Abhör-Affäre in SpanienAuch der Premier wurde ausspioniert
In Spanien wurden nicht nur die Mobiltelefone katalanischer Separatisten ausgespäht. Pedro Sánchez erklärt, auch selbst Spionageopfer zu sein. Ist ein ausländischer Staat verantwortlich?
Das kanadische Forschungsinstitut Citizen Lab reagierte auf die Neuigkeiten aus Spanien zunächst mit drei Buchstaben: «Wow». Das Timing sei schon bemerkenswert. An diesem Montag hatte die spanische Regierung in Madrid bekannt gegeben, dass auf dem Handy von Premier Pedro Sánchez und seiner Verteidigungsministerin Margarita Robles die Späh-Software Pegasus gefunden worden sei. Der Angriff sei «unrechtmässig» und «von aussen» erfolgt, heisst es aus dem Regierungspalast Moncloa.
Einen Tag nach dieser Verlautbarung tun sich viele Fragen auf, nicht nur bei den Mitarbeiterinnen und Mitarbeitern des Citizen Lab, einer unabhängigen Forschergruppe, die in den vergangenen Monaten an der Aufklärung von Cyberspionagefällen weltweit beteiligt war. Von den Spähangriffen auf die spanische Regierung erfuhr das Citizen Lab aus der Presse.
Bemerkenswerter Zeitpunkt
Die Überraschung rührt aber nicht nur daher, dass das Forschungsinstitut nicht in die Datenanalyse eingebunden war. Tatsächlich bemerkenswert ist vor allem der Zeitpunkt der Veröffentlichung dieser Erkenntnisse – fast auf den Tag genau zwei Wochen nachdem das Citizen Lab zusammen mit dem US-Magazin «The New Yorker» und der Zeitung «El País» einen umfassenden Bericht vorgestellt hat, wonach mehr als 60 katalanische Politiker, Aktivisten und Privatpersonen aus dem Umfeld der Unabhängigkeitsbewegung ihrerseits mit Pegasus attackiert worden sein sollen.

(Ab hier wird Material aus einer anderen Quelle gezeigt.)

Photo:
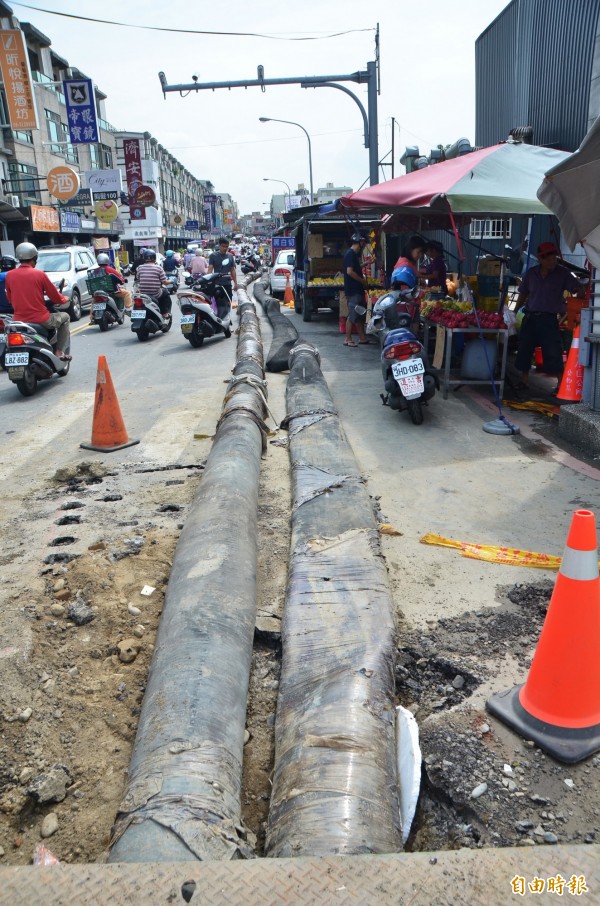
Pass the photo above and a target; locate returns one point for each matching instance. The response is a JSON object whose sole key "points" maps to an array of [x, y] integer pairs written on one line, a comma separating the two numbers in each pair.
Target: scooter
{"points": [[30, 355], [105, 310], [205, 309], [147, 318], [172, 282], [408, 380]]}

Sánchez, mehr aber noch seine Verteidigungsministerin waren daraufhin heftig in die Kritik geraten, aus Katalonien forderten betroffene Separatisten ihre Rücktritte. Sie machen den spanischen Geheimdienst CNI für die Überwachung verantwortlich und sehen die Verantwortung bei Robles, die als Ministerin dem Dienst vorsteht. Eine Erklärung für die Vorwürfe blieb Sánchez bis heute schuldig, stattdessen schickte er seinen Präsidentschaftsminister nach Barcelona, um die Wogen zu glätten und eine interne Untersuchung im Geheimdienst zu versprechen. Genützt hat das wenig: Die Katalanen blieben verstimmt, versagten Sánchez zuletzt in einer wichtigen Abstimmung ihren Rückhalt.
Katalanen sind skeptisch
Und sie attackierten weiterhin Verteidigungsministerin Robles. Dass nun neben dem Mobiltelefon des Premiers ausgerechnet auch das der Verteidigungsministerin ausgespäht wurde, kommt vielen in Katalonien höchst seltsam vor. Zwar gab es am Dienstag Medienberichte, wonach auch die frühere Aussenministerin Arancha González Laya betroffen sein soll; diese blieben aber unbestätigt. Gesichert sei, heisst es von der Regierung, dass von Sánchez’ Gerät im Mai und Juni 2021 Daten im Umfang von 2,6 Gigabyte abgesaugt worden seien, im Fall von Robles seien es 9 Megabyte gewesen.
Wer die Daten gestohlen haben könnte, ist Basis weiterer Spekulationen. Marokko, mit dem Spanien lange im Clinch lag und das gemäss Recherchen der «Süddeutschen Zeitung» mutmasslich im Besitz von Pegasus ist, käme in Betracht. Sánchez wäre jedenfalls nicht der erste Regierungschef, dessen Handy mit Pegasus infiziert wurde: Das Pegasus-Projekt förderte im vergangenen Sommer zutage, dass auch Staats- und Regierungschefs wie Emmanuel Macron, Charles Michel, Imran Khan oder Mohammed VI. ausgespäht wurden. In der Zwischenzeit meldete Grossbritannien, dass auch das Handy von Boris Johnson betroffen gewesen sein soll.
Offen bleibt in den meisten Fällen die Frage, woher der Angriff kam, da theoretisch alle Regierungen, Geheimdienste oder Sicherheitskräfte die Software vom israelischen Hersteller NSO Group beziehen können. Spaniens Regierung ist sich indes auch am Dienstag «absolut sicher», dass es ein Angriff von aussen gewesen sei. Mindestens so sicher also, wie sich die Katalanen waren, dass in ihrem Fall Madrid dahintersteckte.